Department of Health
The DOH is acquiring PPE for departmental use in order to conduct in-person audits of all long-term care and group home facilities in NJ as part of their statewide plan.
The New Jersey State Senate introduced a series bills that will help the state cope with the current COVID-19 pandemic. These bills will be voted on in the Senate's first-ever remote voting session on Monday, April 13th:
- S2330 (Pou / Cryan / Oroho / Vitale) is the COVID -19 Financial Security for Consumers Act which would address financial insecurity issues stemming from the pandemic by requiring insurance carriers to cover COVID-19 treatment expenses without cost sharing and prohibit certain debt collection activities.
- S2332 (Stack / Sweeney / Corrado) would make a $50 million, FY2020, supplemental appropriation to the Department of Community Affairs for a Temporary Emergency Rental Assistance Program.
- S2333 (Kean / Sweeney / Smith / O'Scanlon) would provide immunity from civil liability for certain medical malpractice claims alleging injury or death incurred during a public health emergency and the state of emergency declared by Governor's Executive Order 103 of 2020.
- S2338 (Sarlo / Oroho / Bucco) is the "COVID-19 Fiscal Mitigation Act", would change the tax filing and payment deadline from April 15th to July 15th and lengthen the current fiscal year from July 1st to the end of September.
- S2339 (Cunningham / Ruiz / Cryan / Singleton) would increase support for laid off workers eligible for unemployment compensation.
- S2340 (Singleton / Oroho / Greenstein) would authorize a Governor to permit mortgage forbearance and rent payment responsibility reduction for residential property owners and tenants during a state of emergency.
- S2341 (Vitale / Thompson / Greenstein / Scutari) would authorize a Governor to restrict rent increases on retail businesses as well as permit mortgage forbearance and rent payment responsibility reduction for impacted residential property owners and tenants during a state of emergency.
- S2344 (Pou / Singer / Vitale) would require Medicaid and health insurance coverage for certain refills of prescription drugs during a state of emergency.
- S2345 (Cryan / Bateman) would require refunds or credit for transient space reservations such as Airbnb and VRBO when a public health emergency or state of emergency is in effect.
- S2346 (Sarlo / Sweeney / Singleton / Bucco) would extends certain state, regional, county, and municipal agency permit approvals during the COVID-19 emergency.
- S2347 (Sweeney / Greenstein / Kean) would establish the Employment and Business-Related Tax Deferral Assistance Program within the Economic Development Authority in order to allow small businesses to defer the payment and remittance of employment and business-related taxes.

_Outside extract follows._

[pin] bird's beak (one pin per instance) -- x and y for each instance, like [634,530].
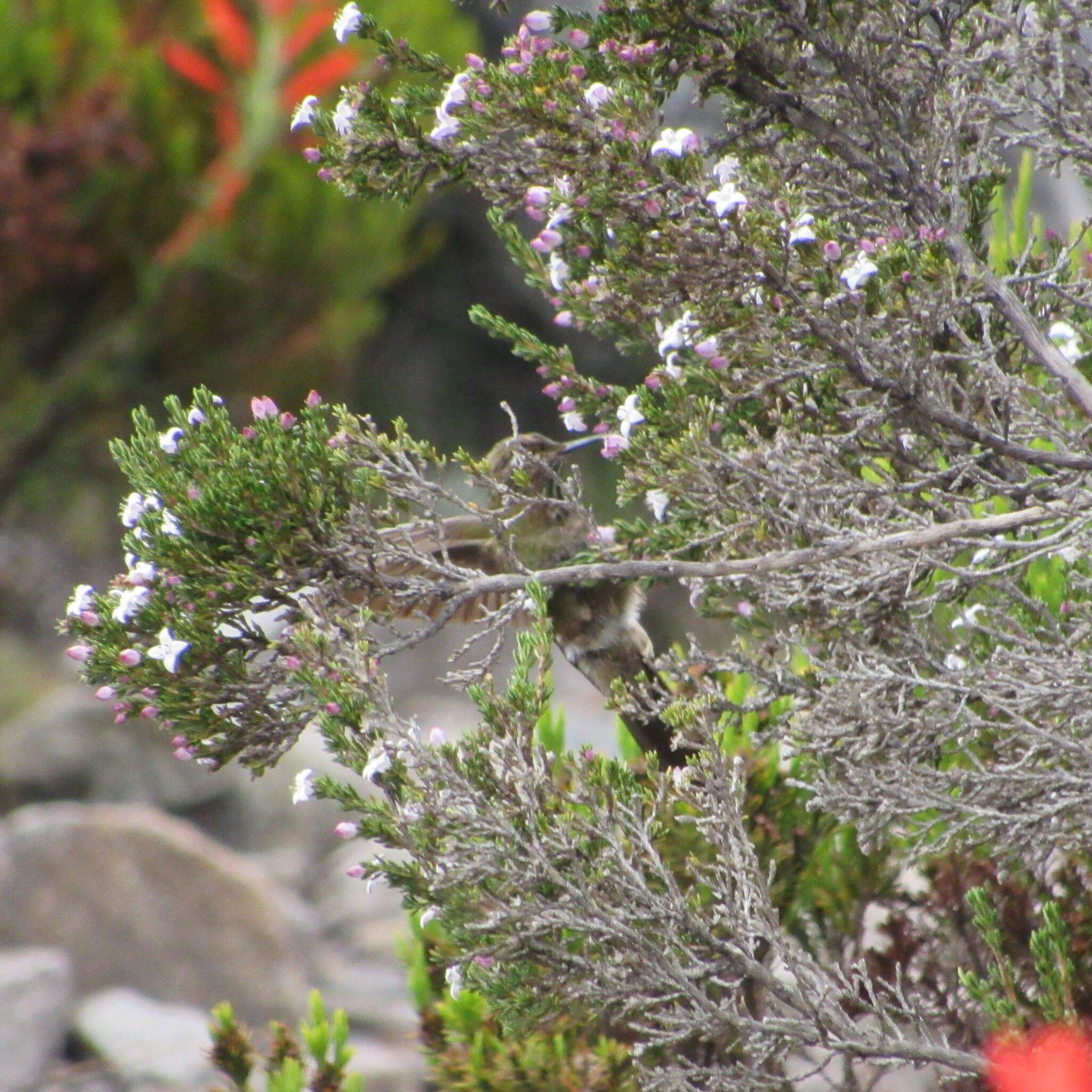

- S2348 (Sweeney / Kean / Bucco) would allow for CBT and GIT tax credits to be awarded to certain employers that retain employees during the COVID-19 pandemic.
- S2351 (Scutari / Greenstein / Holzapfel) would afford employment protection to certain emergency medical responders.
- S2352 (Gopal / Lagana / Holzapfel) would increase the penalty for distribution of counterfeit drugs and medical devices during a declared state of emergency.
- S2353 (Cryan) would exclude from severance requirements for mass layoffs resulting from coronavirus disease 2019 pandemic under the "Millville Dallas Airmotive Plant Job Loss Notification Act".
- S2354 (Greenstein / Oroho) would prohibit the cancellation or nonrenewal of insurance during a public health emergency or state of emergency and for 60 days thereafter.
- S2355 (Gopal / Bateman) would delay mandatory retirement when it would occur during a state of emergency.
- S2356 (Cunningham) would provide relief to students receiving State financial aid to address special circumstances due to the 2020 public health state of emergency.
- S2357 (Rice / Gill / Corrado) would require hospitals to report COVID-19 demographic data.
- SR64 (Cryan / Pou / Bateman) would urge financial institutions to waive and suspend certain fees and payments during the pandemic.
- SR65 (Sarlo / Greenstein / Testa) would urge the creation of a federal COVID-19 Business and Employee Continuity and Recovery Fund.